Pazar, Kasım 21

639 Sayfa Sonunda, Mutluluk!

Sonunda başardım! Sonunda kitabımı bitirdim! Ay bir huzur, bir mutluluk, şu an bilemezsiniz. Sonunun iyi bittiğini söyleyemeyeceğim gerçi. Tamamen hüsran ve kalp kırıklıklarıyla son buldu Bakirenin Aşığı. Kitap Boleyn serisinin 3. kitabı. Konusunu bilenleriniz elbet ki vardı.  I. Elizabeth'in zamanında geçiyor. Kraliçe soruyor: Aşk mı? Taht mı?

Bundan sonrasında okumayı düşünenler turuncu kısımları okumasınlar. :)

Kitap boyunca Elizabeth'den nefret ettim diyerek başlayacağım. Oysa The Other Boleyn Girl'de filmin sonunda hatırlarsınız.

"Henry'nin İngiltere'ye güçlü bir vâris bırakmama korkusu yersiz çıktı. Bıraktığı vâris İngiltere'yi 45 yıl boyunca yönetti. O vâris çok istediği bir erkek değil ama Anne'in verdiği, güçlü , kızıl saçlı bir kızdı. Elizabeth."


...tadında bir sahne mevcuttu. Ben hep Elizabeth devrini çok parlak hayal etmiştim bu sebeple. Ama gördüğüm o ki Elizabeth pek de iyi bir kraliçe olmayı becerememiş. Aman ablam tahtta, yok taht benim olacak, yok artık vatan haini oldum, biraz zindana atıldım, heh tahta geçtim derken kendini bir vatan hainine aşık bulan bir kraliçe. Vatan hainliği, taht hırsı yedi düvelce bilinen, üstelik de elinde avucunda hiçbirşeyi kalmamış, sarayda sadece at terbiyecisi olan bir adam: Robert Dudley + İngiltere kraliçesi.
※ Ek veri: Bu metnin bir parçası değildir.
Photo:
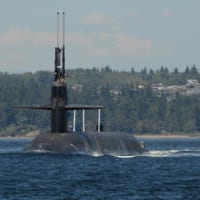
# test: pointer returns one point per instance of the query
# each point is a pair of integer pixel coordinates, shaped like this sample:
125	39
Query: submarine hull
89	143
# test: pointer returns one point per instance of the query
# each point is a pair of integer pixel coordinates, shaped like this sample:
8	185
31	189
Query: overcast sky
118	33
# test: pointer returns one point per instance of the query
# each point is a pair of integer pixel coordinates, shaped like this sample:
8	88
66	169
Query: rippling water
169	171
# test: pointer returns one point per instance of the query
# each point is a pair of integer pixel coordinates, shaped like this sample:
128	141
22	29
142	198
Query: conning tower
59	88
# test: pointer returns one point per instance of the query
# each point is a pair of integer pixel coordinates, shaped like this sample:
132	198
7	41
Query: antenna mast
63	48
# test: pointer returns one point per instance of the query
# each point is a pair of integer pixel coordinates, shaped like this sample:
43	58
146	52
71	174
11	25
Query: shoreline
138	136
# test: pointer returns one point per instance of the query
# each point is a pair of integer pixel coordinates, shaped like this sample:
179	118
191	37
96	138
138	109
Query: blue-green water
170	171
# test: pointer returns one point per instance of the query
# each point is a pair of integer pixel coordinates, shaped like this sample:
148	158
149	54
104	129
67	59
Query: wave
167	153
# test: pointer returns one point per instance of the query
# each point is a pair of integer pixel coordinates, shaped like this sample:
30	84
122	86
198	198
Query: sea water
171	170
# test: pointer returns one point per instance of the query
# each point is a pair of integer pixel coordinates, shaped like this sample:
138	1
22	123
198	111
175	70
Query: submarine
63	140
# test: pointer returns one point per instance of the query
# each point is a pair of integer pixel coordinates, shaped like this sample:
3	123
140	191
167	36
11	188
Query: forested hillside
129	107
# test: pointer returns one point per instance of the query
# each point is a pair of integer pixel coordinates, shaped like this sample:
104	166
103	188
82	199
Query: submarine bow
60	139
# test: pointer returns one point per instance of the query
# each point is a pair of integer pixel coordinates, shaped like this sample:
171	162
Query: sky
119	33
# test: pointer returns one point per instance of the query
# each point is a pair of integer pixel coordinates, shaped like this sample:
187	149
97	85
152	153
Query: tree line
128	107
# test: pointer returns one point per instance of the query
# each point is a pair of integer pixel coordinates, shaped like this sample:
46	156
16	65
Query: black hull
89	143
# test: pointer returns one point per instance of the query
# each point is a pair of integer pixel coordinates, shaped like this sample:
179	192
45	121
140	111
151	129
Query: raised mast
59	89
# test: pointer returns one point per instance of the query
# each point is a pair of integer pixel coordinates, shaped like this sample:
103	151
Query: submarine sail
62	140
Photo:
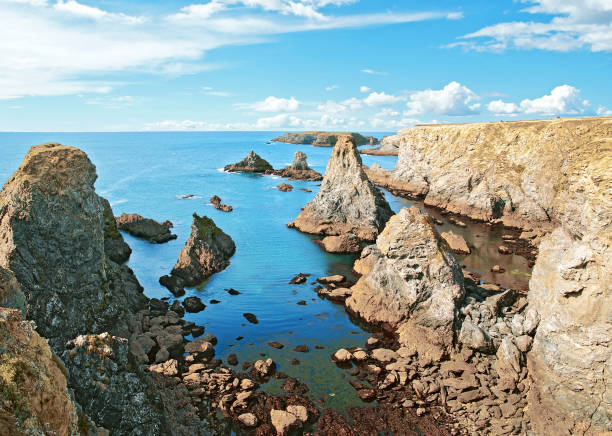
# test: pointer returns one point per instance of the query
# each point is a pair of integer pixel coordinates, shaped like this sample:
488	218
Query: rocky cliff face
410	280
33	394
347	201
324	139
525	173
53	240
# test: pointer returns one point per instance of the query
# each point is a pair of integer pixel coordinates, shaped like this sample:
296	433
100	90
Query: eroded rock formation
347	203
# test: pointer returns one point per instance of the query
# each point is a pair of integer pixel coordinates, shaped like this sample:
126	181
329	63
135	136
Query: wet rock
456	243
193	304
216	202
207	251
145	228
252	163
251	318
347	203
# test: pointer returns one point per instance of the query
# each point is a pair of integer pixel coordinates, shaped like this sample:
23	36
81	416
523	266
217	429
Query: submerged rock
207	251
252	163
145	228
410	281
347	203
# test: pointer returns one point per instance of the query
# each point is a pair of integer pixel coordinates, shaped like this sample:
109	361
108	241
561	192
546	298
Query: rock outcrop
299	170
324	139
145	228
527	174
33	392
412	281
252	163
347	203
52	229
207	251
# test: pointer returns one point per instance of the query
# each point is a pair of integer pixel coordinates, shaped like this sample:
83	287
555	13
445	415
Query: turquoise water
147	173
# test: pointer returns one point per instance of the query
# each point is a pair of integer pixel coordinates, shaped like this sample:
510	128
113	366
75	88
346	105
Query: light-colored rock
414	283
456	242
347	203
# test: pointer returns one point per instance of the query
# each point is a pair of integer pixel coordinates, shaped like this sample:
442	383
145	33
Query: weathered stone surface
571	355
206	252
347	203
34	396
252	163
324	139
456	243
59	258
413	282
145	228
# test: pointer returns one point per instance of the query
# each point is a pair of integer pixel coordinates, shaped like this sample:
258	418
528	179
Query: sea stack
347	203
206	252
252	163
410	280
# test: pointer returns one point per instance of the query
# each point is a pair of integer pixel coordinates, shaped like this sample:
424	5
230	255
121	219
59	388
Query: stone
248	419
347	203
145	228
252	163
342	244
456	242
414	284
207	251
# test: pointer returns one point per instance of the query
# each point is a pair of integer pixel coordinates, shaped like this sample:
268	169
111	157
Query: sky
363	65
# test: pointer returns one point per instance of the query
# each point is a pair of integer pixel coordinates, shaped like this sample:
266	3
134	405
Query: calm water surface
147	173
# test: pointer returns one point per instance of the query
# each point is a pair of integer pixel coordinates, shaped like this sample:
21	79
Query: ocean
148	173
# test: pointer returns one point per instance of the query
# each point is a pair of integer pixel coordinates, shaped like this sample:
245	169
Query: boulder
207	251
145	228
347	203
411	282
252	163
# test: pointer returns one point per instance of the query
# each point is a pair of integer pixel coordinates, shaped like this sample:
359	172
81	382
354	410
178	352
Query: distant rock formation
299	169
347	201
324	139
59	258
411	281
145	228
206	252
252	163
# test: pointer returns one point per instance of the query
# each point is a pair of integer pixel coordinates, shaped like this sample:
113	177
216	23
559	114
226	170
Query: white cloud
381	99
562	100
576	24
272	104
453	99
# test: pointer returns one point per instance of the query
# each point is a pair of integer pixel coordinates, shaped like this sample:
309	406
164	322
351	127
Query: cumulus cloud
576	24
562	100
453	99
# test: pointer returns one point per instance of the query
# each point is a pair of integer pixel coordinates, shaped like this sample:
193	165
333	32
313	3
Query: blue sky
109	65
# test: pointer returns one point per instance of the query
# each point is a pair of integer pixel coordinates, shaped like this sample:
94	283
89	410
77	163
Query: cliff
347	203
324	139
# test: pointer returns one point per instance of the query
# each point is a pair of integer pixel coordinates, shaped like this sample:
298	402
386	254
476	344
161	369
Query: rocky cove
294	315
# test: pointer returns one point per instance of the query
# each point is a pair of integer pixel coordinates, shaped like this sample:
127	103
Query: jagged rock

Elizabeth'e acımam vardı da o Robert Dudley'i bulsam bir kaşık suda boğacağım. Böyle hırslarına yenik düşmüş bir adam daha yok dünyada. Babası bile vatan hainliğinden gözlerinin önünde can vermiş. Bir akıllan be adam. Evli olduğu halde bir Kraliçeyle evlenebilmeyi hayal etmek bir rüya olmalıydı zaten senin için.

Her neyse. 
Beni en çok şaşırtan kitabın sonundaki yazarın notuydu. Robert'ın yıllar sonra Laetitia Knollys ile evlenişi. Kendisi bir Boleyn'dir de. İlk idam edilen kraliçe {aynı zamanda Elizabeth'in annesi } olan Anne Boleyn'in kız kardeşinin, Anne'in kocası Kral VIII. Henry'den olan kızı Catherine'in biricik kızı Laetitia. (ben karıştırmıyorum arkadaş, saray entrikalarla kavruluyor.) Elizabeth ne acılar çekmiştir kim bilir. Ama Gregory'nin düştüğü nota göre Robert ölümünden önce son mektubunu Elizabeth'e yazmış ve Elizabeth başında Robert'ın mektubu ile can vermiş. Böyle de düşününce içim burkulmuyor değil.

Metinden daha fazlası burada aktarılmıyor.